Ce besoin d'écran, entre nous et l'autre, c'est peut-être là que réside notre malheur. Claire Rafin, dans « Un virus au coeur » met la plume dans la plaie, et nous invite à retrouver notre humanité, toute l'humanité. « Pour cet étrange virus au coeur de l'homme qui lui permet de masquer sa conscience selon l'origine des personnes dont il est question, il faudra sans doute encore beaucoup de recherches avant de trouver l'antidote. Le jour où on annoncera : "4ème mort de froid dans la rue, un enfant de 13 ans", "5ème mort en train de fuir la guerre", "3ème noyé en Méditerranée", ... on aura trouvé la clé pour ouvrir les coeurs à la place des coffre-forts. » 

Réapprendre à vivre en hauteur !

L’association des amis de la génération Thunberg, créée à l’initiative de Jean-Marie Le Clézio et Bernard Stiegler a pour but d’organiser des échanges réguliers entre les jeunes générations mobilisées pour la défense du climat, et des personnalités issues des mondes scientifique, économique, juridique, artistique, philosophique, technologique. Dans leur dernier billet, « Promouvoir la sobriété en reconstruisant l’économie libidinale », ils mettent en scène un échange  entre « ces deux mondes » sur la notion de sobriété.

Il en ressort que la sobriété est une préoccupation centrale dans les mouvements de jeunesse pour le climat, avec des variantes stratégiques sur les leviers (s’adresser aux particuliers ou au grand capital) mais aussi sur la philosophie. Les gestes de sobriété, d'accord, mais ne faut-il pas s’interroger avant tout sur nos imaginaires et notre « économie libidinale » pour sortir de l’aliénation consumériste ? Qu’est-ce à dire ? « La libido ce n’est pas la pulsion, c’est une façon d’économiser des pulsions, analyse Bernard Stiegler. En d’autres termes, c’est une façon de différer leur satisfaction en transformant le désir pulsionnel. C’est une idéalisation de l’autre qui conduit à en prendre soin. Ce n’est plus de la consommation, ce n’est plus de la pulsion, c’est de l’investissement. De l’investissement dans une vie familiale, dans un engagement social, etc. Ce qui est aujourd’hui détruit par le capitalisme. » 

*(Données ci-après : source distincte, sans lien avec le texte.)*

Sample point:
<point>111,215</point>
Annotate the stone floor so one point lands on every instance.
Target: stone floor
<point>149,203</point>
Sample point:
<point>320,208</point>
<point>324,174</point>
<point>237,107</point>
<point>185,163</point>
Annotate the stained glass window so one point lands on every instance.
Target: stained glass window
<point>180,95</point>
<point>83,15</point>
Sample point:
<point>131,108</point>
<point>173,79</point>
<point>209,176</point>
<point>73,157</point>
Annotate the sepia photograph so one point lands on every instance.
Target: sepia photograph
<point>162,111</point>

Réapprendre à vivre, à se désintoxiquer des objets et des écrans passe, disent-ils, par l’expérimentation de pratiques collectives, par la quête et la transmission des savoirs anciens et surtout par l'envie de faire, à nouveau, confiance à l’autre.

Alors pour sortir de la peur, certains trouveront-ils cela peut-être un peu trivial, mais en ces temps de paranoïa virale, ce n’est pas anodin, le Dj Arnaud Simetière propose de « partager le sensible » dans un podcast joliment intitulé : « Danser ensemble, vivre ensemble », « en hauteur », sur fond de musique congolaise. Pour que la piste de danse devienne un véritable «tiers-lieu », Dj Arnaud Simetière nous clarifie les pré-requis : se poser la question, « qui est présent dans le public ? », y-a-t-il suffisamment d’espace pour que chacun respecte l’autre et last but not least, il faut que le Dj soit dans la générosité pour établir un va-et-vient avec le public.

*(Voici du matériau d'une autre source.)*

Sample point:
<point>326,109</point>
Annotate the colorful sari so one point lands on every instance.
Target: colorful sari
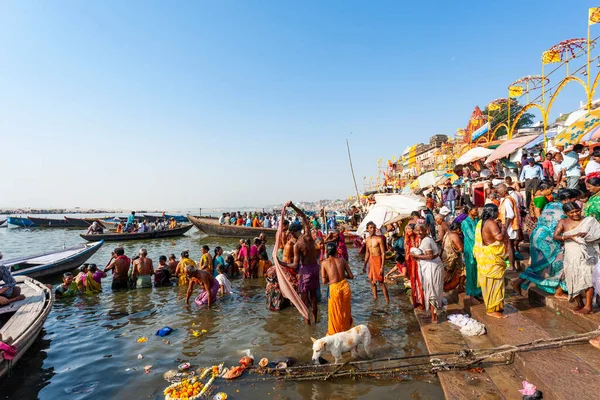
<point>91,286</point>
<point>592,207</point>
<point>491,265</point>
<point>547,255</point>
<point>416,288</point>
<point>472,285</point>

© Musique pour l'Imaginaire

Les rendez-vous du Club

Le Club est au carrefour de nombreuses luttes et d'une culture contre-hégémonique. Pour s'assurer que le maximum de gens puissent se retrouver dans les moments importants, nous lançons cette nouvelle rubrique. N'hésitez donc pas à partager vos agendas.

  • Bibliothèque 93, une association à Bobigny nous informe que « du 20 mars au 4 avril 2020, le festival Hors Limites propose une programmation riche et variée : des performances, des lectures musicales, des ateliers, des rencontres d’auteurs, des projections et un parcours littéraire. »

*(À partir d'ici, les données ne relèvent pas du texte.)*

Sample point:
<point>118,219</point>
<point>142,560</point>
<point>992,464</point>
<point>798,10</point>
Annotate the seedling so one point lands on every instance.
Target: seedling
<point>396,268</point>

Hors Limites, le festival littéraire de Seine-Saint-Denis 

  • La Marche des Solidarités qui rassemble « les familles des victimes, MigrantEs, ImmigréEs, contre les violences policières, contre la chasse aux migrantEs et aux sans-papiers » fait un « appel à toutes les mobilisations du mois de mars à un geste commun en hommage aux victimes du racisme, du sexisme, des violences policières, du système des frontières... » 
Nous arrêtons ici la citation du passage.